Fleischmann and Pons became a flash in the scientific pan but their experiment captured the imagination of other scientists. Bhabha Atomic Research Centre (BARC) put together groups of scientists, at one time as many as 12 groups, numbering almost 50, to see for themselves if the phenomenon was real. The man who gave the go ahead was P K Iyengar. The initial observations were encouraging. But after the US Department of Atomic Energy weighed in with a negative report, the then ayatollah of BARC who succeeded Iyengar, declared that he thought cold fusion to be nonsense, and declined to give institutional backing into its research.
Yet, cold fusion enthusiasts have grown in number worldwide.
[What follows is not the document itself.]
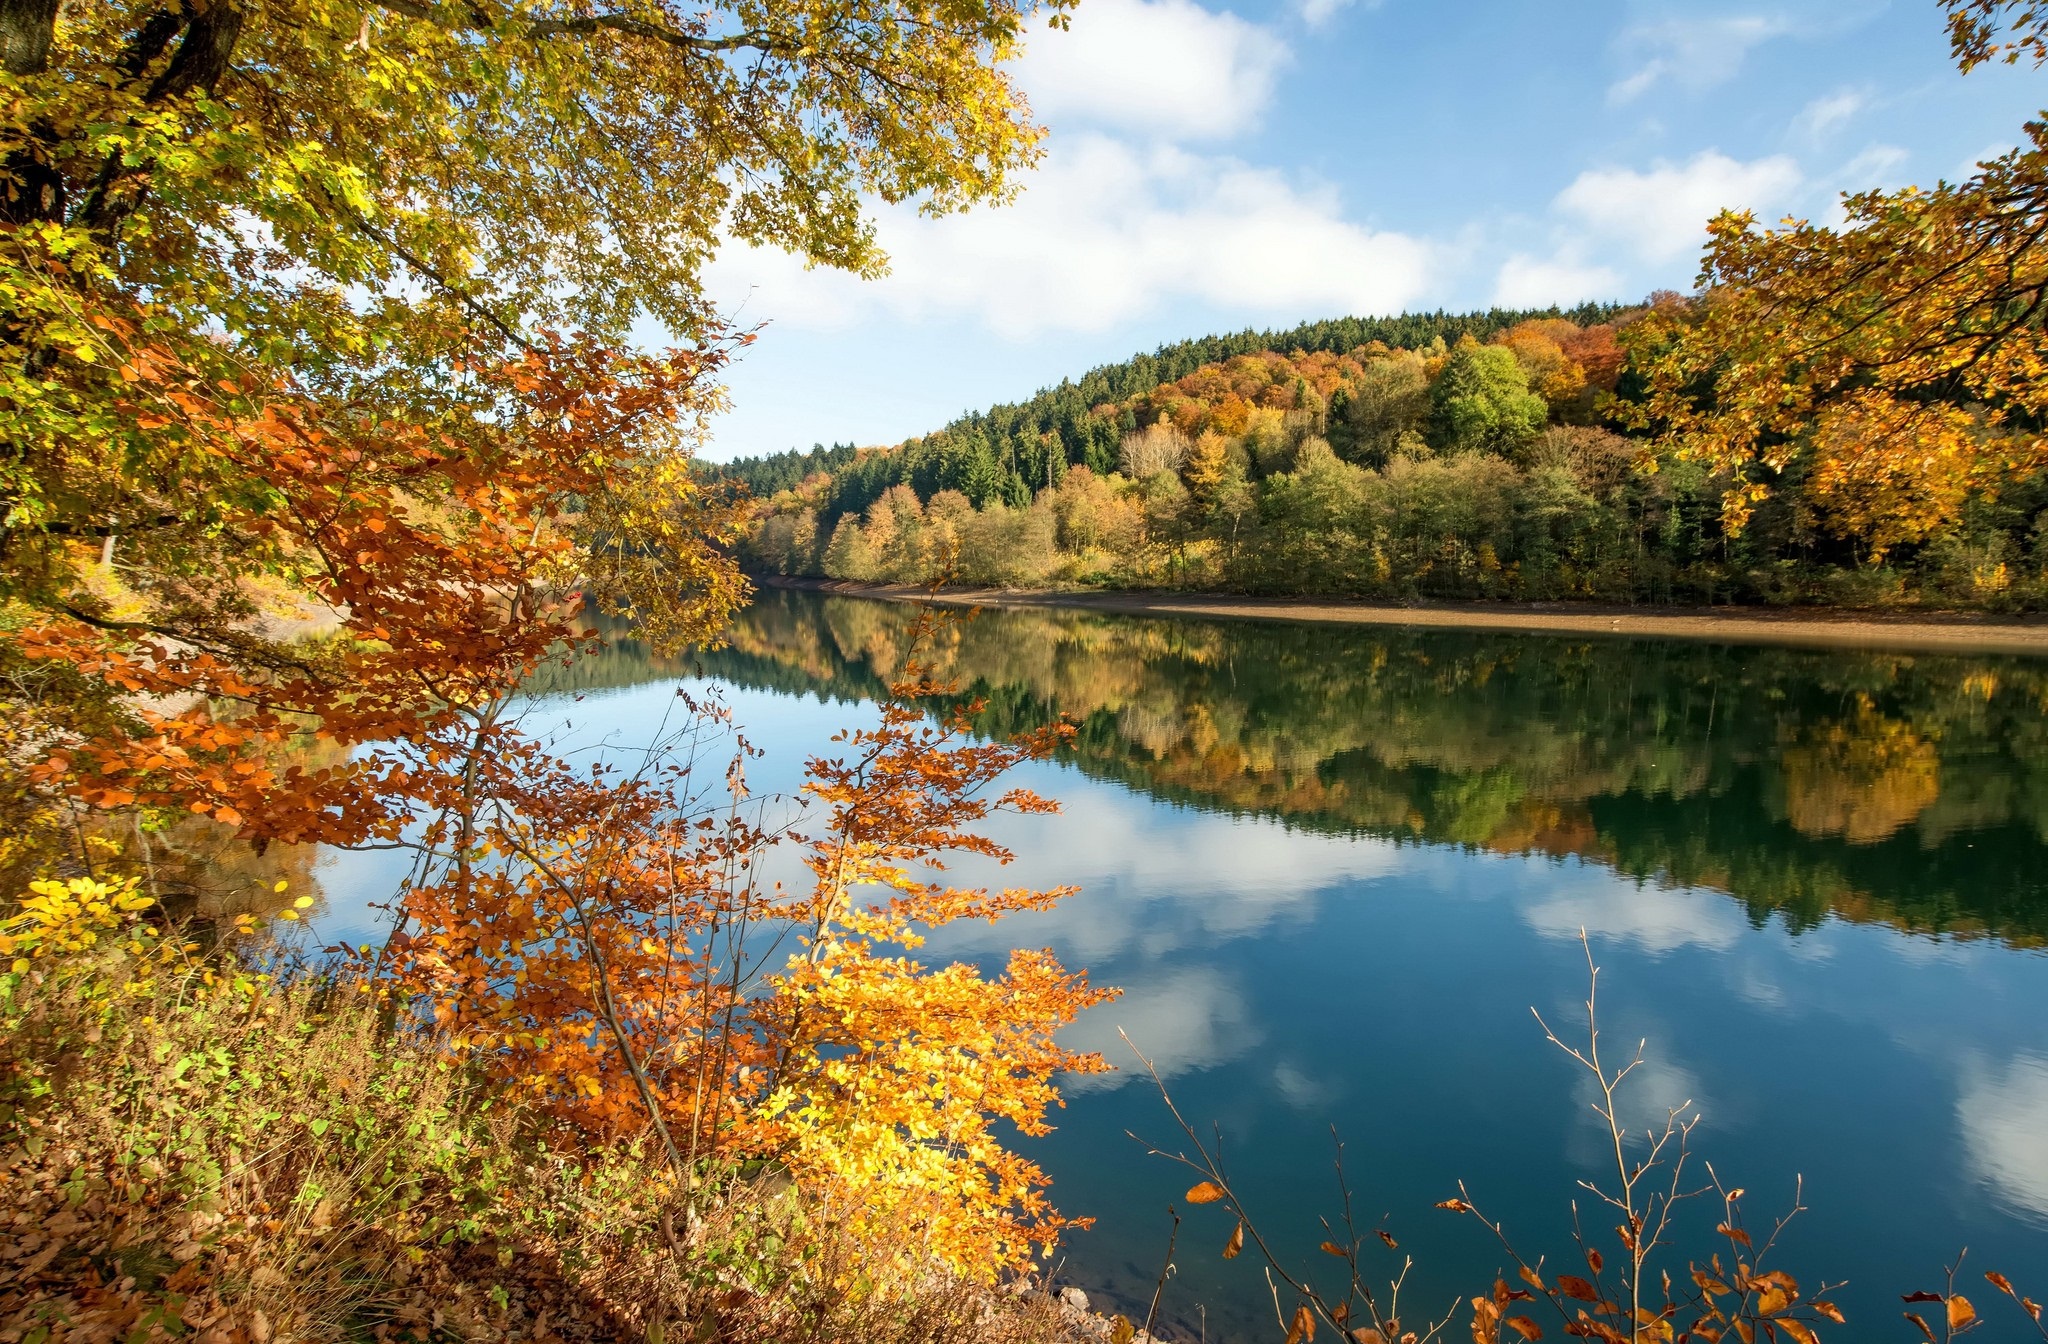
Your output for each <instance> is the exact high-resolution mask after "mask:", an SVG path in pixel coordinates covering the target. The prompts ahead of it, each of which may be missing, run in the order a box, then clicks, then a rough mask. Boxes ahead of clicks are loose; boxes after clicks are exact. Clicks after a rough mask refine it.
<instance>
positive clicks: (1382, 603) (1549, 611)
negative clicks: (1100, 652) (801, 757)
mask: <svg viewBox="0 0 2048 1344" xmlns="http://www.w3.org/2000/svg"><path fill="white" fill-rule="evenodd" d="M748 578H750V580H752V582H754V584H758V586H762V588H797V590H807V592H831V594H840V596H864V598H879V600H887V602H938V604H944V606H993V608H1004V611H1030V608H1053V611H1096V613H1108V615H1126V617H1198V619H1210V621H1282V623H1317V625H1397V627H1423V629H1473V631H1501V633H1522V635H1606V637H1614V639H1694V641H1704V643H1761V645H1792V647H1831V649H1898V652H1921V654H2017V656H2030V658H2048V617H1989V615H1976V613H1888V611H1845V608H1831V606H1806V608H1755V606H1741V608H1724V606H1610V604H1595V602H1417V604H1413V606H1401V604H1393V602H1364V600H1348V598H1249V596H1233V594H1212V592H1155V590H1153V592H1143V590H1133V592H1092V590H1059V588H942V590H938V592H934V590H928V588H915V586H909V584H856V582H848V580H827V578H799V576H786V574H750V576H748Z"/></svg>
This is based on the realisation that the incipient criticisms were misplaced, even wrong. As one scientist (Michael McCubre) points out elegantly: “Absence of evidence is not evidence of absence.” There have been as many as 18 international conferences devoted to this subject. In January 2011, Italian Andrea Rossi announced he had developed a working reactor (e-cat), where he had heated a minute amount of hydrogen in a lead chamber containing nickel powder. I’m told hydrogen turns nickel into copper and while doing so gives off both heat and gamma rays, which are held in by lead. Rossi has now got a one-megawatt reactor going, which can be ordered for about $1.5 billion. Here is the link in case you don’t believe it: http://ecat.com/ecat-products/ecat-1-mw. It consists of 106 e-cat units mounted in a “standard shipping container”. The standard delivery time is four months. There are also home variants in the works. The preface to the special section in Current Science points out that analysts are terming LENR as “disruptive technology” with the potential to turn the world economic order topsy turvy.
My suggestion is: we pride ourselves as a country that had cracked scientific research even before science became science as we now have come to know and understand it. Would it be too much to get a group of scientists together to determine if this is a technology that we could explore for our mind-boggling energy requirements?